Er sagte nichts. Er setzte sich auf die Kante der Bank und stützte den Kopf in die Hände. Seine Fackel, die auf dem Boden lag, flackerte und erlosch. Forkbeard rührte sich nicht. Im Gegensatz zu den meisten anderen Goreanern weinten die Torvaldsländer selten. Nun stieg ein trockenes Schluchzen in seiner Kehle auf. Natürlich ließ ich mir nicht anmerken, daß ich diesen Laut gehört hatte.

»Wir haben verloren«, sagte er schließlich. »Rothaar, wir haben verloren.«

Ich hatte eine neue Fackel angezündet und sah mich in der Kammer um. Torvald hatte sich also doch nicht in seinem Grabmal begraben lassen. Die Stätte des Todes war leer.
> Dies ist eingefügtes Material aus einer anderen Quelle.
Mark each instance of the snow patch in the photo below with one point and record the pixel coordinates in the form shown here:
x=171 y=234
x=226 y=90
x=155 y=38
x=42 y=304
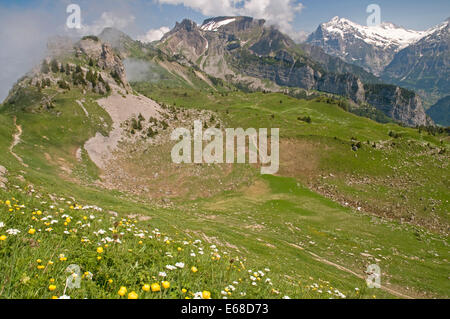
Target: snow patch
x=383 y=35
x=216 y=25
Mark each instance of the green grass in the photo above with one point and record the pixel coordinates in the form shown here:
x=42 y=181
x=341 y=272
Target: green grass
x=310 y=243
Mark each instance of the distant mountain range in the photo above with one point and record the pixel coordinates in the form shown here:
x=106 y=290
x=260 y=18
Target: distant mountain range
x=417 y=60
x=245 y=50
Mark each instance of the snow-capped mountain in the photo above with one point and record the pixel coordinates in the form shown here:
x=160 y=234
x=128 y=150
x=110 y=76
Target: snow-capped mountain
x=216 y=23
x=424 y=65
x=372 y=48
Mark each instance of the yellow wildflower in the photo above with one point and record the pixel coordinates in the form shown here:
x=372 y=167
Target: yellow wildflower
x=206 y=295
x=122 y=291
x=133 y=295
x=156 y=287
x=146 y=288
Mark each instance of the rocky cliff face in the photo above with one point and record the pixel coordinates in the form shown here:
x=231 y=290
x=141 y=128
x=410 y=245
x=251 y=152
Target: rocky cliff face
x=440 y=112
x=425 y=65
x=237 y=48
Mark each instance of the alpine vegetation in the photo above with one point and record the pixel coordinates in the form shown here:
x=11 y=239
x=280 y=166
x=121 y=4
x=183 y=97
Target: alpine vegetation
x=235 y=147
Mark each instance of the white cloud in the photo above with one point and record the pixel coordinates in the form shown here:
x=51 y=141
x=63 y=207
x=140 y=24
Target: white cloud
x=107 y=20
x=276 y=12
x=153 y=35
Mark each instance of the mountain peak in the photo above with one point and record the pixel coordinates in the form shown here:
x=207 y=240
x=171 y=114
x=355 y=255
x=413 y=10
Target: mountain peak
x=384 y=35
x=238 y=22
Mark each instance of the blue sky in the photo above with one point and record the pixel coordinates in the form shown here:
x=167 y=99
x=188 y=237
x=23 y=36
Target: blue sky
x=25 y=25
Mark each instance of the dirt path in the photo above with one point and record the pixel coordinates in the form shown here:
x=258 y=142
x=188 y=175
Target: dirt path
x=80 y=103
x=347 y=270
x=16 y=141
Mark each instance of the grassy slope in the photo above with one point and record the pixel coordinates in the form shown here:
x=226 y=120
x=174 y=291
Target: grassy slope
x=275 y=223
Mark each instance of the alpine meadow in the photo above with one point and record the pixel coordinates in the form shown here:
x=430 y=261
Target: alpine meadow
x=118 y=181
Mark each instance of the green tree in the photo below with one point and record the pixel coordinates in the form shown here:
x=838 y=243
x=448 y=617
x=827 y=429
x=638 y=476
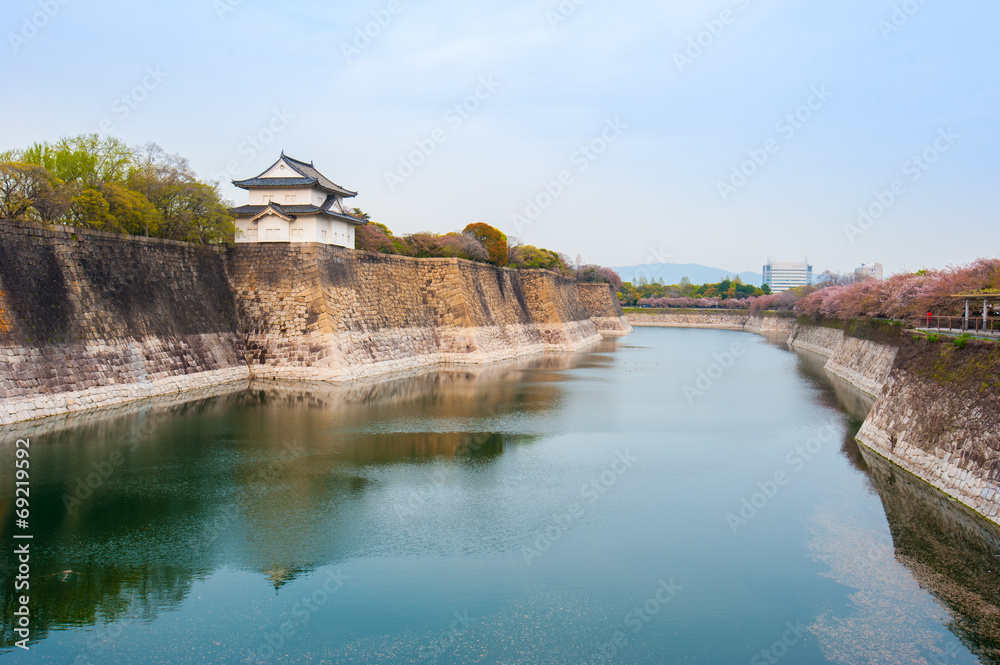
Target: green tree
x=492 y=239
x=29 y=192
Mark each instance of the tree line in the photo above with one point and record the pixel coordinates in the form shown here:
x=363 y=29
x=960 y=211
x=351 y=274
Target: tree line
x=103 y=183
x=729 y=293
x=478 y=242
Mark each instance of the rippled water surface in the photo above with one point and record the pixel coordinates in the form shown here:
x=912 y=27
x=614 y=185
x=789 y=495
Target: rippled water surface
x=681 y=496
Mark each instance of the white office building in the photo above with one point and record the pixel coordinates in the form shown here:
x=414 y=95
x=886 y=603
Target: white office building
x=783 y=276
x=872 y=270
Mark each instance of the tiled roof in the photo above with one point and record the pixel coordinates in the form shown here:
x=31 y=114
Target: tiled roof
x=310 y=178
x=292 y=210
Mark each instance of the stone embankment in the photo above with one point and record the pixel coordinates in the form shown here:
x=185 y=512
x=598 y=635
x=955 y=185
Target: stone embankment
x=90 y=319
x=937 y=404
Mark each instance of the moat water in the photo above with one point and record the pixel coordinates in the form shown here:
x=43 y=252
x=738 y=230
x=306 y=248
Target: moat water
x=677 y=496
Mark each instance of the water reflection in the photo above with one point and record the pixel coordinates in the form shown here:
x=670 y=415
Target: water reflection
x=131 y=505
x=426 y=487
x=949 y=550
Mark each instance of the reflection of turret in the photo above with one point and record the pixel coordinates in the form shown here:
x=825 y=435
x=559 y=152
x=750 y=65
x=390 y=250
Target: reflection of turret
x=953 y=553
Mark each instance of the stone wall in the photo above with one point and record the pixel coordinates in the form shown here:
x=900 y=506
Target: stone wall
x=939 y=418
x=327 y=313
x=724 y=319
x=90 y=319
x=605 y=311
x=817 y=339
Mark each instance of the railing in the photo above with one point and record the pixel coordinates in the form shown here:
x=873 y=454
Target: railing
x=971 y=324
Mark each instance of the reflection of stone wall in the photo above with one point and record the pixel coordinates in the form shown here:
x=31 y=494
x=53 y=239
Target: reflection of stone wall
x=939 y=418
x=949 y=551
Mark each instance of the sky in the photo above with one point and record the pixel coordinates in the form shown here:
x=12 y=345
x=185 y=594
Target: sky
x=724 y=132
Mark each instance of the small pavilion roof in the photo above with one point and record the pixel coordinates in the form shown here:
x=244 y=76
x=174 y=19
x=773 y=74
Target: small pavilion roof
x=290 y=212
x=308 y=176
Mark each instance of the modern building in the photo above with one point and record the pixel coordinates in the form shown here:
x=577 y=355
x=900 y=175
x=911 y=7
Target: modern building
x=873 y=270
x=293 y=202
x=784 y=276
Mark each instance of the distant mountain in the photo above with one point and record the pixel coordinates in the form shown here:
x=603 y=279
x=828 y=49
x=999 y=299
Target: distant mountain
x=673 y=272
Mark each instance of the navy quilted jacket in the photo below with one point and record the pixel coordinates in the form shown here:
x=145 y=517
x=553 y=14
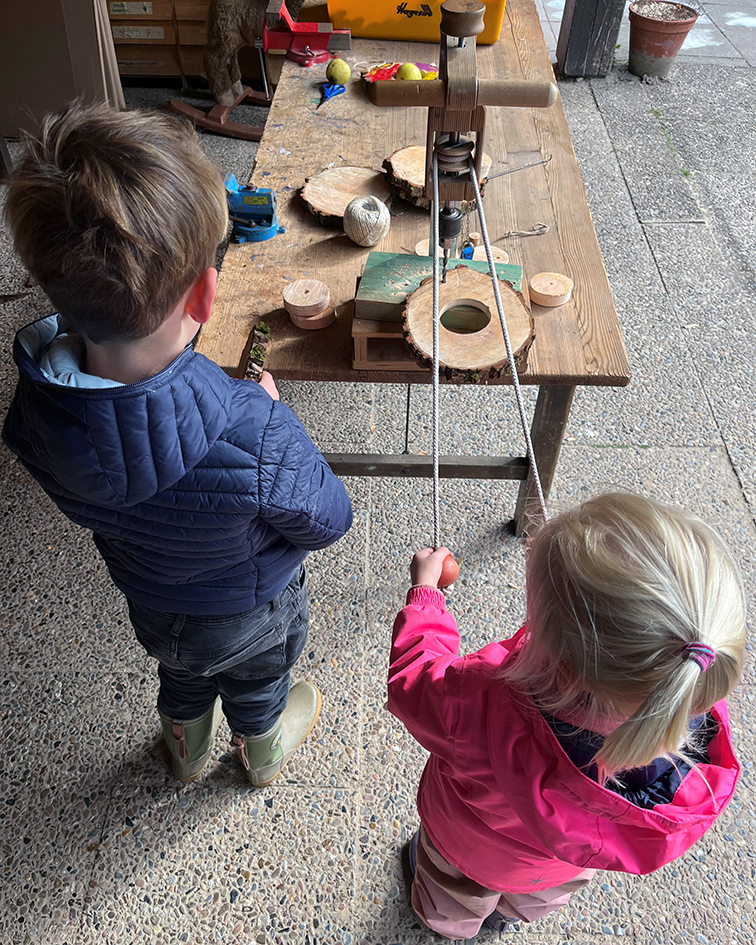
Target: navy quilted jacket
x=203 y=494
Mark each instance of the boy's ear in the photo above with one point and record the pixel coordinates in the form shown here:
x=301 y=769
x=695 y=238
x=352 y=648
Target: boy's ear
x=199 y=302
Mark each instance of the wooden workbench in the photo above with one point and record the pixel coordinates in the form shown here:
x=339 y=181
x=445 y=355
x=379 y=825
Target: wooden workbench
x=579 y=343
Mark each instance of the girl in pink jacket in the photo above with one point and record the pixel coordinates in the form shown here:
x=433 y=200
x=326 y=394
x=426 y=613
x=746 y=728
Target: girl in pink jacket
x=596 y=737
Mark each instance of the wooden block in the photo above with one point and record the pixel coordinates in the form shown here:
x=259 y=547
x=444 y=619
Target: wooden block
x=388 y=278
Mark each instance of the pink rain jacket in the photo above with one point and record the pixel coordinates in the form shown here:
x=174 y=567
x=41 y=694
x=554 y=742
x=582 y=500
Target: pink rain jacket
x=499 y=797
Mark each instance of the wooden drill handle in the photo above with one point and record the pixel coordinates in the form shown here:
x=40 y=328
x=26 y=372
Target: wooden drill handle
x=432 y=92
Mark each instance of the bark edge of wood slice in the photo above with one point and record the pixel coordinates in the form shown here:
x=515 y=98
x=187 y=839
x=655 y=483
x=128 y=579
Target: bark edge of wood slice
x=479 y=355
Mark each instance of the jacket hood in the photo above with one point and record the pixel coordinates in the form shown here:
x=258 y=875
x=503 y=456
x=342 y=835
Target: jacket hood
x=113 y=445
x=582 y=822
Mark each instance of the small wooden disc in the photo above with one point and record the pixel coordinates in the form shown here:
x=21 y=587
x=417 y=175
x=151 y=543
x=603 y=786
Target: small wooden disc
x=328 y=193
x=307 y=298
x=550 y=289
x=476 y=355
x=313 y=322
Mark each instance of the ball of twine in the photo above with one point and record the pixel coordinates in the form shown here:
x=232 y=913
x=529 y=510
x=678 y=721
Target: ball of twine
x=366 y=220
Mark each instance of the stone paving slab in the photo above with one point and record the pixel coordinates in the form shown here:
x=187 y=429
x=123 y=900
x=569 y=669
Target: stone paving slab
x=649 y=161
x=59 y=760
x=232 y=867
x=374 y=420
x=59 y=610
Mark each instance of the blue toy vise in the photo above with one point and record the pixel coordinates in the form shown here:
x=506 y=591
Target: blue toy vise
x=252 y=211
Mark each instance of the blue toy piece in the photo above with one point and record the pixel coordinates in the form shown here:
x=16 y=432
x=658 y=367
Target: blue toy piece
x=329 y=90
x=252 y=211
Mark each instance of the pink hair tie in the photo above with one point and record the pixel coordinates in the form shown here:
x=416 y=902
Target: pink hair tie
x=700 y=653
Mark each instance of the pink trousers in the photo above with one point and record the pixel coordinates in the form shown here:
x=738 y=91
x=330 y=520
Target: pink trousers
x=455 y=906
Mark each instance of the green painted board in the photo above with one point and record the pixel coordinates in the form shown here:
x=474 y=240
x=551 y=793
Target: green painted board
x=388 y=278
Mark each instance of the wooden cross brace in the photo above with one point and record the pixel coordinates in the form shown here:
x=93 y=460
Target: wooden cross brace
x=457 y=98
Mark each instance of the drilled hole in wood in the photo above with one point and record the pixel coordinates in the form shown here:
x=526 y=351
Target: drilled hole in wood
x=465 y=316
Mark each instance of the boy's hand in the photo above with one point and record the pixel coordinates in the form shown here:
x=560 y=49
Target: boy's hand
x=426 y=566
x=266 y=381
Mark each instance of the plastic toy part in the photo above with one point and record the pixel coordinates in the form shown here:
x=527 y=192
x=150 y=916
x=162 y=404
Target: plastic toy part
x=252 y=211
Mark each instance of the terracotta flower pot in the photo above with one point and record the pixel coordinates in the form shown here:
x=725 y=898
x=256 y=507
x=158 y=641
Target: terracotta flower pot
x=654 y=42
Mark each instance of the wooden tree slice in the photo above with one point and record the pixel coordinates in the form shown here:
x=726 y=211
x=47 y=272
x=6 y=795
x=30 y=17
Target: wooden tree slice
x=306 y=298
x=550 y=289
x=328 y=193
x=478 y=355
x=405 y=170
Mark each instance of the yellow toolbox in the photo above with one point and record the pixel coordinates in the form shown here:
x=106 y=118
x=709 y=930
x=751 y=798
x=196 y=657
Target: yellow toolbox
x=411 y=21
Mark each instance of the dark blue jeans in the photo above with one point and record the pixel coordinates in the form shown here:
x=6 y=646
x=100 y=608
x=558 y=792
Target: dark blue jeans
x=245 y=659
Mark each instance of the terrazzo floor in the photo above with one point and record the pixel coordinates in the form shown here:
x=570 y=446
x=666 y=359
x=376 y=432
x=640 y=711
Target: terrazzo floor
x=99 y=843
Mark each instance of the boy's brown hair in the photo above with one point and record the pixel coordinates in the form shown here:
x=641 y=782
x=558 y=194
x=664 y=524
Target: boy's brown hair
x=115 y=214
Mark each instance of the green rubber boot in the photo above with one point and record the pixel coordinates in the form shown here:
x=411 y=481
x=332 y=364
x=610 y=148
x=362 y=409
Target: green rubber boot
x=263 y=756
x=190 y=742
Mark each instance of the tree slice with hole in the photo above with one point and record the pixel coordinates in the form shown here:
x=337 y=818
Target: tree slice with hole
x=405 y=170
x=474 y=356
x=328 y=193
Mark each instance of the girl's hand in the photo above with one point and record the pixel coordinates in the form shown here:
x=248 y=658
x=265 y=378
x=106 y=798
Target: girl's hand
x=426 y=566
x=267 y=383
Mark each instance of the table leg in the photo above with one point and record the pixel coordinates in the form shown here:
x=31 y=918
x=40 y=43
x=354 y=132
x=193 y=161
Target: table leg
x=547 y=432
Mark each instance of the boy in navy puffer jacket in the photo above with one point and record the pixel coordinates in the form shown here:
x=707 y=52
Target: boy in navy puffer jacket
x=204 y=494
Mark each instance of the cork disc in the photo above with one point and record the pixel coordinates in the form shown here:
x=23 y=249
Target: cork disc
x=328 y=193
x=307 y=298
x=477 y=347
x=550 y=289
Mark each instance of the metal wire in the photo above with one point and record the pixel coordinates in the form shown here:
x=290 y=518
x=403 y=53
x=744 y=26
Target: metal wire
x=505 y=332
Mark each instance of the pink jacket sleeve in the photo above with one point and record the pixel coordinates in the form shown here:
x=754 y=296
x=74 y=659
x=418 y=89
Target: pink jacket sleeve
x=425 y=670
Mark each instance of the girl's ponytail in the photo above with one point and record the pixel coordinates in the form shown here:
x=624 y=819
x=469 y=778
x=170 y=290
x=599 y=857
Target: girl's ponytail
x=636 y=612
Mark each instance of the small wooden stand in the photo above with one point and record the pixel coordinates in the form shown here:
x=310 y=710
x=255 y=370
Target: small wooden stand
x=386 y=281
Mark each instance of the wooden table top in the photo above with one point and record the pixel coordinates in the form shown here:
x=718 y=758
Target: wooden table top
x=579 y=343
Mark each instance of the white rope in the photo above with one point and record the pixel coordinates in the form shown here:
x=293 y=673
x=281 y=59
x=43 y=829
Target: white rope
x=505 y=332
x=436 y=277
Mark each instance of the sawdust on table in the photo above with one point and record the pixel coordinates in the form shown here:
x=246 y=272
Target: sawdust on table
x=662 y=10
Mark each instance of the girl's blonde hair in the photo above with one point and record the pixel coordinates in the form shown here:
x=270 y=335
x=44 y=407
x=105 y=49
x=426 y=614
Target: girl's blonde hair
x=615 y=591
»Wo ist Torvald?« rief Ivar Forkbeard.

Ich zuckte die Achseln.

»Es gibt keinen Torvald!« fuhr Forkbeard fort. »Torvald existiert gar nicht! Nicht einmal seine Gebeine sind hier.«

»Torvald war ein großer Kapitän«, sagte ich. »Vielleicht ist er an Bord seines Schiffs verbrannt, das Schwarzer Hai hieß – das hast du mir selbst gesagt.« Ich sah mich um. »Aber wenn das so wäre, warum ist dann dieses Grabmal gebaut worden?«

»Dies ist kein Grab«, sagte Ivar Forkbeard. »Dies ist eine Schlafkammer. Es gibt hier keine Knochen von Tieren oder Thralls – die Reste von Opfern.« Er sah sich um. »Warum hat Torvald eine Schlafkammer in den Torvaldsberg meißeln lassen?«

»Damit die Menschen seines Landes zum Torvaldsberg kommen, um ihn zu wecken«, sagte ich.

Forkbeard sah mich an.

Zwischen den Waffen am Fußende der Bank zog ich einen langen dunklen Pfeil hervor. Er war über einen Meter lang, der Schaft war mindestens zwei Zentimeter dick. Die Spitze bestand aus Eisen und hatte Widerhaken. Die Federn am anderen Ende waren gut fünfzehn Zentimeter lang; Federn der Küstenmöwe.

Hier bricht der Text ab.